Lo bueno que tenemos los españoles, incluidos separatistas e independentistas que de momento también lo son, es que nos tomamos la vida del revés. El derecho es para las leyes y el revés para las desobediencias. Los desobedientes siguen siendo ciudadanos dignos e integrados en el sistema social, tanto o más que aquellos que viven del derecho o en su derecho. De este galimatías podemos desprender una verdad absoluta, que a casi todos los españoles les gusta la fiesta y la persiguen con ahínco, desobedientes de la compostura.

Es tanta la pasión que despierta en el pueblo que sus mandatarios, ya sean en funciones de «jure» o de «facto», las promocionan hasta el hartazgo, a sabiendas que el hartazón nunca llegará porque seguirá encandilado con festejar cualquier cosa. Por ese motivo, no por otro, llevamos más de doce convocatorias a las urnas en los últimos tres años. Estamos celebrando la fiesta de la democracia y nuestros ilustres políticos alimentan estos festejos para vanagloria del país.

En España gracias a nuestros próceres tenemos la oportunidad de vivir bacanales, saturnales, orgías, francachelas y demás festines, todas ellas bajo una misma denominación que podríamos llamar «festacracia», por aquello de engarzar la fiesta con el poder o el dominio de los poderosos. Si a alguien se le queda corta se puede ampliar con «demofesta» fiesta del pueblo o el pueblo en fiestas, o con otra algo más compleja pero aglutinadora y definitiva «demofestacracia», conjugando todos los elementos que nos unen en las elecciones.

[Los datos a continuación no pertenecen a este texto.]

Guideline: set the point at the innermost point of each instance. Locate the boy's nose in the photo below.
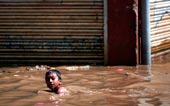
(51, 80)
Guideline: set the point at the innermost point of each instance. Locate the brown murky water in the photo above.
(88, 86)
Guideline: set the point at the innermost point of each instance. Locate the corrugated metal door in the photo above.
(160, 26)
(51, 31)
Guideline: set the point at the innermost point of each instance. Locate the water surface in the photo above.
(88, 86)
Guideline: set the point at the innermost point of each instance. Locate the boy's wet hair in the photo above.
(58, 73)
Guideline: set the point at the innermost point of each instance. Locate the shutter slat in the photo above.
(62, 32)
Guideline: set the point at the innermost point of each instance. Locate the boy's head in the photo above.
(53, 79)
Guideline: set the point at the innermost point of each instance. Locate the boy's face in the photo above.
(52, 81)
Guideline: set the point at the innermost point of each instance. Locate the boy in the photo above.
(53, 81)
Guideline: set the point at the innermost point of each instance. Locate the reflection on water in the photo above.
(88, 86)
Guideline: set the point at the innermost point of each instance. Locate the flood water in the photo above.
(88, 86)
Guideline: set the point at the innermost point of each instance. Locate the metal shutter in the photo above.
(51, 31)
(160, 26)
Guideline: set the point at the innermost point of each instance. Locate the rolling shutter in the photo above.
(51, 31)
(160, 26)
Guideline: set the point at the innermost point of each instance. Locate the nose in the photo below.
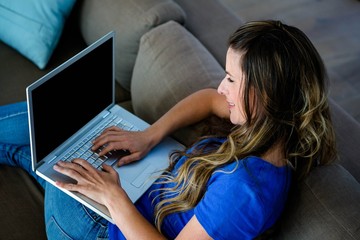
(221, 88)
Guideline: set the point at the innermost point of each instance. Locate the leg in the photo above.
(14, 138)
(66, 218)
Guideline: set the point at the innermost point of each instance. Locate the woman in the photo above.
(230, 186)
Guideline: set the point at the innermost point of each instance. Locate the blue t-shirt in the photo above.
(242, 200)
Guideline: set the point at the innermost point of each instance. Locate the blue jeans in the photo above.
(65, 218)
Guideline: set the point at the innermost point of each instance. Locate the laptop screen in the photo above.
(78, 91)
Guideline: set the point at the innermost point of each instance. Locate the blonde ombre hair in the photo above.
(290, 108)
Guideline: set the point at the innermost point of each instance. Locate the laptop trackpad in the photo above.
(144, 176)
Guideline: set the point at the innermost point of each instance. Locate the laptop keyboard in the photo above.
(83, 148)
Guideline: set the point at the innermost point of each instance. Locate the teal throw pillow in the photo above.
(33, 27)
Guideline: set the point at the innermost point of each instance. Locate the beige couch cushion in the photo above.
(130, 20)
(171, 64)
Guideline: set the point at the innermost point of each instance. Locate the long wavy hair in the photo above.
(290, 108)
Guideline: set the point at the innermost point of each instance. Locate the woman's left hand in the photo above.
(95, 184)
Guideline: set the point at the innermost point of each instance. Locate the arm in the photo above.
(190, 110)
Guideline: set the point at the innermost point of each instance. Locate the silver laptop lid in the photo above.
(85, 85)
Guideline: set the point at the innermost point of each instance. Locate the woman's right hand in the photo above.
(137, 143)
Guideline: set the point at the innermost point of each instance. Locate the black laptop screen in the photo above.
(72, 97)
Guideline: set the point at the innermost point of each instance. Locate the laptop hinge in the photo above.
(107, 113)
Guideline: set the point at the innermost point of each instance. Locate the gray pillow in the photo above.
(327, 207)
(130, 20)
(171, 64)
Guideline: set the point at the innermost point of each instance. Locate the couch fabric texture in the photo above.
(165, 50)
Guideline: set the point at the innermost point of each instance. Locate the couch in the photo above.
(165, 50)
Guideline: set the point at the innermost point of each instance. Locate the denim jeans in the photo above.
(65, 218)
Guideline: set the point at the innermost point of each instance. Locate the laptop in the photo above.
(70, 106)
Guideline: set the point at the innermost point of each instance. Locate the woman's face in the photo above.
(232, 87)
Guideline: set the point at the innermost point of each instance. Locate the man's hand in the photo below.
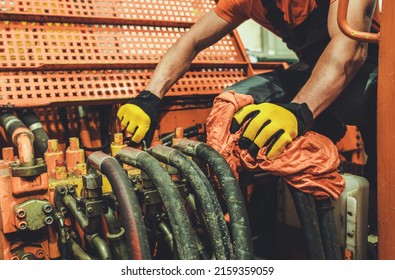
(271, 125)
(139, 116)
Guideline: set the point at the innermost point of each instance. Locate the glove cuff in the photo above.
(304, 116)
(147, 97)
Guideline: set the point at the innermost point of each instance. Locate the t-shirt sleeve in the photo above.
(233, 11)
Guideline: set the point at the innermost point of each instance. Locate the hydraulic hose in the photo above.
(116, 236)
(205, 194)
(239, 222)
(327, 224)
(77, 251)
(100, 245)
(30, 119)
(61, 233)
(171, 198)
(129, 208)
(21, 136)
(309, 223)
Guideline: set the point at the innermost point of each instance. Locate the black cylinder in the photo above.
(206, 196)
(239, 221)
(171, 198)
(30, 119)
(129, 208)
(309, 223)
(328, 230)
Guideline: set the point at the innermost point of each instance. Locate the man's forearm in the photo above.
(332, 73)
(172, 66)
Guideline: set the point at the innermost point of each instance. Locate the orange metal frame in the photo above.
(56, 52)
(385, 125)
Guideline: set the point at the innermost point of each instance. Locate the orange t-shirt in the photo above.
(237, 11)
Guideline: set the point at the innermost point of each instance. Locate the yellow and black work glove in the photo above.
(139, 116)
(271, 125)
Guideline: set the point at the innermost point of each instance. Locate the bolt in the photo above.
(21, 213)
(22, 225)
(63, 210)
(62, 190)
(48, 220)
(71, 189)
(40, 254)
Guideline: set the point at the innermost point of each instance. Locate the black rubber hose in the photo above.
(239, 221)
(129, 208)
(328, 230)
(71, 204)
(309, 223)
(171, 198)
(61, 233)
(30, 119)
(217, 227)
(77, 251)
(116, 236)
(100, 245)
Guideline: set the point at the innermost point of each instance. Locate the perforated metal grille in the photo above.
(169, 10)
(25, 44)
(50, 53)
(31, 89)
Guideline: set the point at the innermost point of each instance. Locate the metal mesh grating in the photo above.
(62, 51)
(32, 89)
(169, 10)
(25, 44)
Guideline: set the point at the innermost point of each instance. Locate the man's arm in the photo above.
(341, 59)
(139, 115)
(173, 65)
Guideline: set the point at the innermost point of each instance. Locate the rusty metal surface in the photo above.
(33, 89)
(61, 58)
(105, 11)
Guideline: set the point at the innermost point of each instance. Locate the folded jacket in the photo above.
(309, 163)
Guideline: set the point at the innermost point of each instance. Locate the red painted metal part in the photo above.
(386, 134)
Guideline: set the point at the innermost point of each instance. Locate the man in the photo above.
(331, 85)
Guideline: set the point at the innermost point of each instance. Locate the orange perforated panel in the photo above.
(31, 89)
(68, 51)
(100, 10)
(26, 44)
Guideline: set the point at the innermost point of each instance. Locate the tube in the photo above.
(171, 198)
(116, 236)
(240, 227)
(206, 196)
(21, 136)
(328, 231)
(61, 234)
(129, 208)
(309, 223)
(30, 119)
(77, 251)
(100, 246)
(71, 204)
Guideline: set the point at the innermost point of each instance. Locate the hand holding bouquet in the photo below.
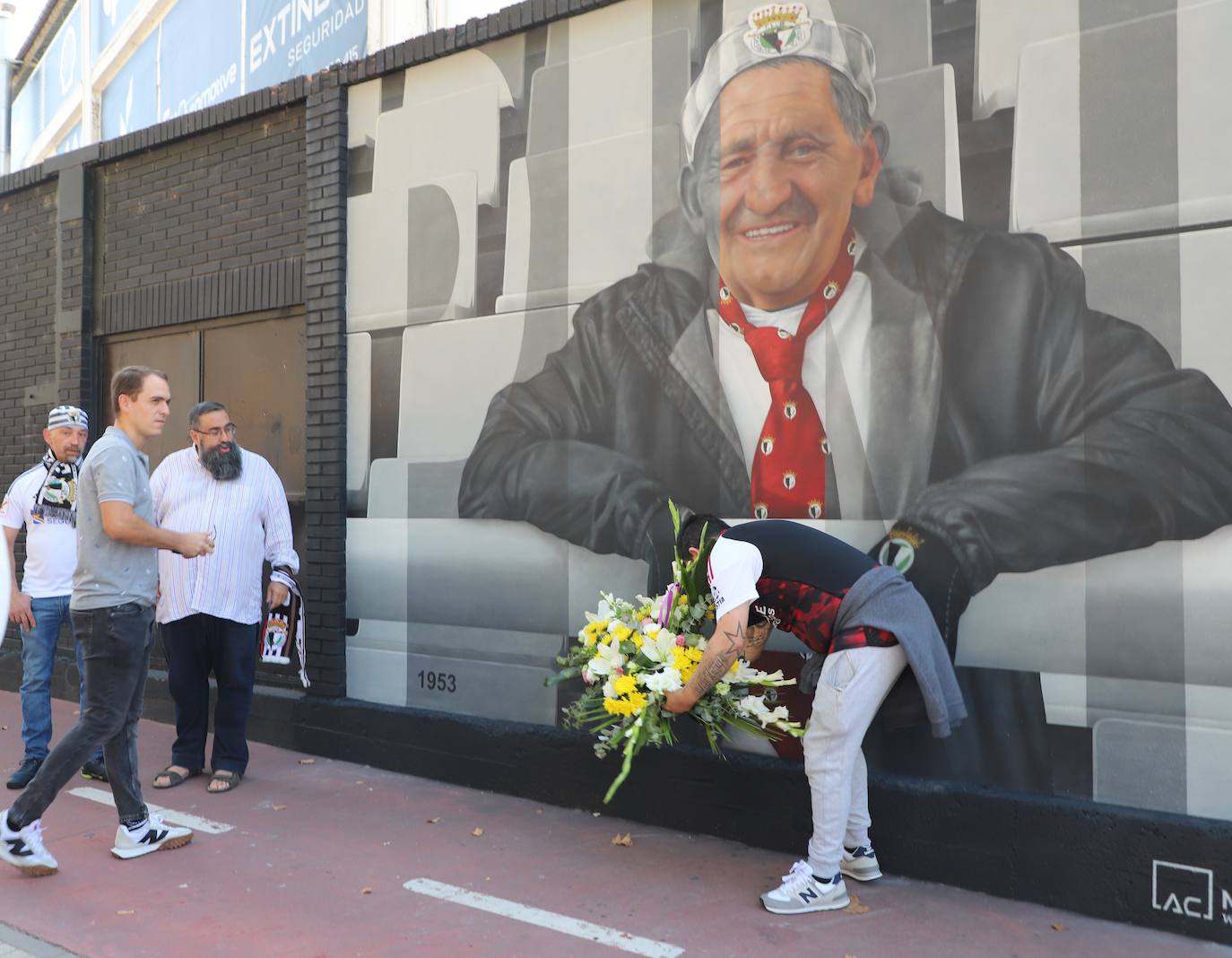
(631, 655)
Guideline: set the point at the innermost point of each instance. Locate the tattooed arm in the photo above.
(755, 639)
(721, 652)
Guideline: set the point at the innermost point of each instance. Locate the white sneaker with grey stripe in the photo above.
(801, 891)
(152, 835)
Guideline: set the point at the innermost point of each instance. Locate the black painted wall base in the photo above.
(1096, 859)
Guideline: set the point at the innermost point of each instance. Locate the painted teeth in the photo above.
(770, 231)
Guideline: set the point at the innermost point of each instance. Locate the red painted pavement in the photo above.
(290, 879)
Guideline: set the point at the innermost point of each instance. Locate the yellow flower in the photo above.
(623, 684)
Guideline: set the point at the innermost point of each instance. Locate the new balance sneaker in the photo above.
(149, 836)
(23, 849)
(860, 863)
(801, 891)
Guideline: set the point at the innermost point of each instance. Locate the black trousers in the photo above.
(195, 646)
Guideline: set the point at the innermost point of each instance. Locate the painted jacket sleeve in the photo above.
(544, 453)
(1117, 448)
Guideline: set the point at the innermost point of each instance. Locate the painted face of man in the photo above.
(214, 438)
(66, 441)
(777, 187)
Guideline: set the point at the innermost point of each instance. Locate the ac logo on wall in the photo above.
(1188, 892)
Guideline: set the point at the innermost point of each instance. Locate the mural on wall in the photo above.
(557, 312)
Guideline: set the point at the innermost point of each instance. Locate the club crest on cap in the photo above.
(777, 29)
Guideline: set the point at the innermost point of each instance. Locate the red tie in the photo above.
(789, 467)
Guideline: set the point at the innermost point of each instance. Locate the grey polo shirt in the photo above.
(108, 572)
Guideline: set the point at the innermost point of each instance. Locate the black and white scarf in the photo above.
(56, 500)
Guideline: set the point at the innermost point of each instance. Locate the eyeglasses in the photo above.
(218, 431)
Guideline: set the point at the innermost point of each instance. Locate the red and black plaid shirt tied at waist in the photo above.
(809, 613)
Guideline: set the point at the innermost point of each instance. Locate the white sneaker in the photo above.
(801, 891)
(860, 863)
(23, 849)
(151, 836)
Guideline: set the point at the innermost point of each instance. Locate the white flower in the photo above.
(667, 680)
(658, 648)
(755, 707)
(608, 658)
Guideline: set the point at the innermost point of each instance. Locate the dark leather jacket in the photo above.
(1047, 433)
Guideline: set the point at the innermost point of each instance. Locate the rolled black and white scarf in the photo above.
(56, 500)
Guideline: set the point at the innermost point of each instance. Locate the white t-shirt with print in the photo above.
(51, 546)
(733, 571)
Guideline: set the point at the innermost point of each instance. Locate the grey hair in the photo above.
(204, 408)
(852, 108)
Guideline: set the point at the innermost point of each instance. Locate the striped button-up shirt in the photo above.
(250, 522)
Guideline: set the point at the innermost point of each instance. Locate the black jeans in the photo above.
(117, 645)
(195, 646)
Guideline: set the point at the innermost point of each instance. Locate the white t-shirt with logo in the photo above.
(733, 571)
(51, 546)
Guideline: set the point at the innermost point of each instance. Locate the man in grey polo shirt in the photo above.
(112, 608)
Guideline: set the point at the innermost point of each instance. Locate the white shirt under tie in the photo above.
(250, 522)
(840, 344)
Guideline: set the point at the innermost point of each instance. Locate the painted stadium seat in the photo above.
(576, 101)
(1116, 132)
(563, 243)
(600, 30)
(921, 112)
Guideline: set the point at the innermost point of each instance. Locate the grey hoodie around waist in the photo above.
(881, 598)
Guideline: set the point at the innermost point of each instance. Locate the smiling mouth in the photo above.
(769, 232)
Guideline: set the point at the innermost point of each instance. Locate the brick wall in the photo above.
(27, 327)
(325, 333)
(224, 198)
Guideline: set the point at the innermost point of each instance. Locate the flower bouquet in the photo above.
(631, 654)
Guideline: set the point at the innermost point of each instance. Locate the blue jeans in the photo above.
(37, 662)
(117, 660)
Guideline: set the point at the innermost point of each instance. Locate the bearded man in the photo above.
(210, 611)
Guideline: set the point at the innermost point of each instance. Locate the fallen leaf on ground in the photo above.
(855, 908)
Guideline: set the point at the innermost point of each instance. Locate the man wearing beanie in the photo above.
(114, 591)
(43, 501)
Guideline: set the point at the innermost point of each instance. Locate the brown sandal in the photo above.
(226, 777)
(175, 779)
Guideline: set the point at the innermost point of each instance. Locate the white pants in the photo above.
(852, 687)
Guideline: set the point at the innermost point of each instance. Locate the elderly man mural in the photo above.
(817, 345)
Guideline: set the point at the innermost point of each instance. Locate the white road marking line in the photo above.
(171, 815)
(543, 919)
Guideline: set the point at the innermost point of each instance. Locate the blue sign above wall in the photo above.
(62, 65)
(129, 101)
(108, 17)
(293, 37)
(211, 30)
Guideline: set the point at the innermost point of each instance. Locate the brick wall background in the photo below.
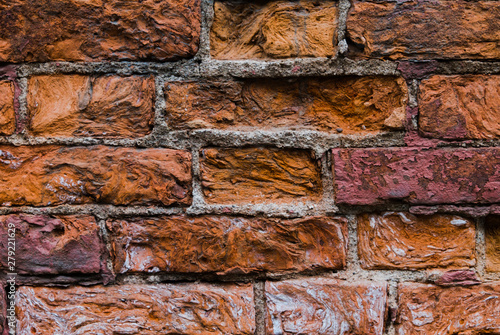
(251, 167)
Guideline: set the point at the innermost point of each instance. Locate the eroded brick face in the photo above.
(258, 175)
(52, 175)
(137, 309)
(325, 306)
(96, 30)
(76, 105)
(405, 241)
(460, 107)
(275, 29)
(434, 310)
(399, 30)
(227, 244)
(353, 104)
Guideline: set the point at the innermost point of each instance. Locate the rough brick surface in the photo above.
(276, 29)
(54, 245)
(74, 105)
(52, 175)
(256, 175)
(405, 241)
(98, 30)
(355, 105)
(7, 112)
(418, 176)
(492, 226)
(137, 309)
(227, 245)
(458, 29)
(433, 310)
(325, 306)
(460, 107)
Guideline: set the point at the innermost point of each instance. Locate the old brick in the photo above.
(275, 29)
(325, 306)
(433, 310)
(257, 175)
(227, 244)
(52, 175)
(98, 30)
(402, 29)
(53, 245)
(492, 231)
(405, 241)
(460, 107)
(355, 104)
(419, 176)
(137, 309)
(7, 112)
(74, 105)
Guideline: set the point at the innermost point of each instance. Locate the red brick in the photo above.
(433, 310)
(52, 175)
(257, 175)
(53, 245)
(227, 244)
(137, 309)
(276, 29)
(460, 107)
(405, 241)
(417, 175)
(98, 30)
(357, 105)
(438, 29)
(75, 105)
(325, 306)
(7, 112)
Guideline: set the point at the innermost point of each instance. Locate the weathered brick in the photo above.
(402, 29)
(257, 175)
(98, 30)
(434, 310)
(7, 112)
(276, 29)
(227, 244)
(405, 241)
(137, 309)
(75, 105)
(52, 175)
(325, 306)
(492, 231)
(460, 107)
(417, 175)
(53, 245)
(354, 104)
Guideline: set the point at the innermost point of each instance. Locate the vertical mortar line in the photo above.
(260, 307)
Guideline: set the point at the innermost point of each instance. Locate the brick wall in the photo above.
(251, 167)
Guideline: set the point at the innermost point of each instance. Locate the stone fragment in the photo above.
(434, 310)
(76, 105)
(137, 309)
(417, 175)
(402, 29)
(258, 175)
(492, 232)
(275, 29)
(97, 30)
(7, 112)
(325, 306)
(460, 107)
(227, 244)
(405, 241)
(52, 175)
(355, 105)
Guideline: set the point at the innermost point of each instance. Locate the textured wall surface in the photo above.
(250, 167)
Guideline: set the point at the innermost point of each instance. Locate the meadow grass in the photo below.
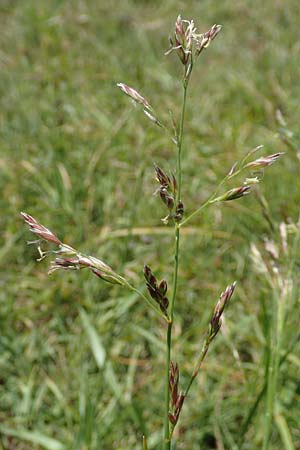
(81, 363)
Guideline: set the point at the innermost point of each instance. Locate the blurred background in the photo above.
(81, 361)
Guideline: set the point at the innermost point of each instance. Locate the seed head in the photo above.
(234, 194)
(216, 322)
(204, 40)
(42, 232)
(264, 161)
(132, 93)
(157, 291)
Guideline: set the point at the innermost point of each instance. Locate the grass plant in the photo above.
(81, 359)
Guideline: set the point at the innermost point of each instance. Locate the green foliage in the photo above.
(80, 362)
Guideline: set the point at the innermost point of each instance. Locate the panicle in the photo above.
(132, 93)
(234, 194)
(42, 232)
(187, 42)
(157, 290)
(216, 321)
(264, 161)
(177, 399)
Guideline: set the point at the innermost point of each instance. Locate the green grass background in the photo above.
(81, 362)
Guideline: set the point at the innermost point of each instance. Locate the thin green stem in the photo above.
(154, 308)
(167, 436)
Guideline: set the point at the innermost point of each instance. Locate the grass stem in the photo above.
(167, 436)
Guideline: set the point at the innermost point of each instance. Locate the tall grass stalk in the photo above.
(188, 45)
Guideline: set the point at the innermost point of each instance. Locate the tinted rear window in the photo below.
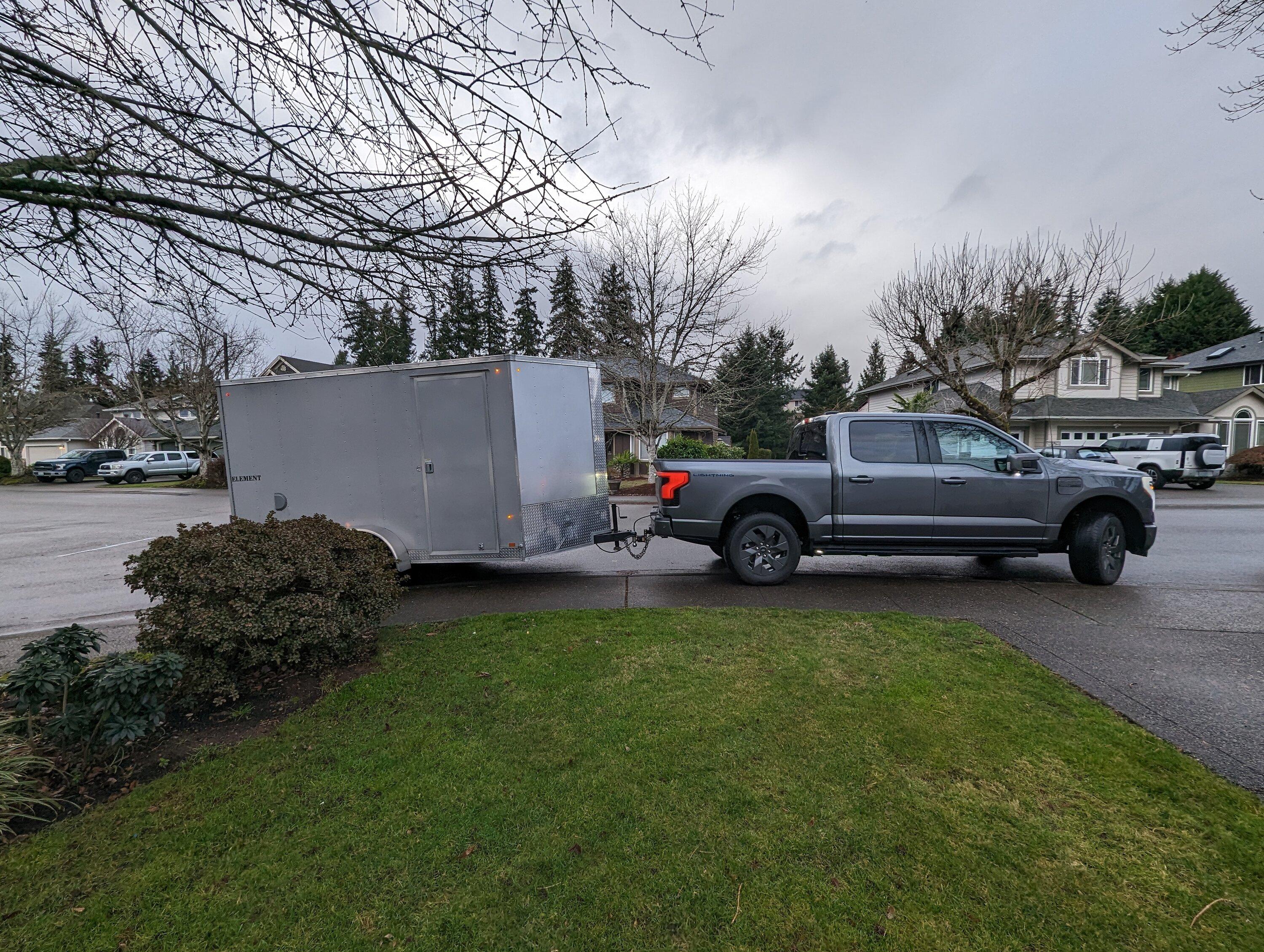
(808, 442)
(883, 442)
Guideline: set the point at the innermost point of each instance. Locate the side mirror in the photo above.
(1024, 463)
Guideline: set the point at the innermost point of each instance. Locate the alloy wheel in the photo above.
(764, 549)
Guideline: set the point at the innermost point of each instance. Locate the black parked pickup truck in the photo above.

Todo este exceso de celebraciones estaría justificado si no fuera por las consecuencias que nos acarrean al pueblo español. Me parece un supremo despropósito que cada vez que salimos de «demofestacracia» tengamos que repartir muchos millones de euros de los bolsillos de todos los españoles para financiar a los partidos que tienen que competir en las urnas. Y sumarle unos cuantos millones de euros más que necesita toda la maquinaria electoral.

Empezamos a echar de menos el falso bipartidismo porque, aunque nos guste mucho salir de fiesta, no queremos esquilmar nuestra cartera de esta forma tan anodina. Entre dos el dialogo es más sencillo, sobre todo porque al final quien partía y repartía, eran y son los partidos nacionalistas, es decir, las minorías minoritarias. Ahora un diálogo entre seis se hace imposible y, con toda seguridad, seguiremos con más «demofestacracias» porque conseguir una cuota de poder suficiente para salir de este impase parece ilusorio. Menos mal que siguen ahí los nacionalistas que seguro que arreglan el entuerto.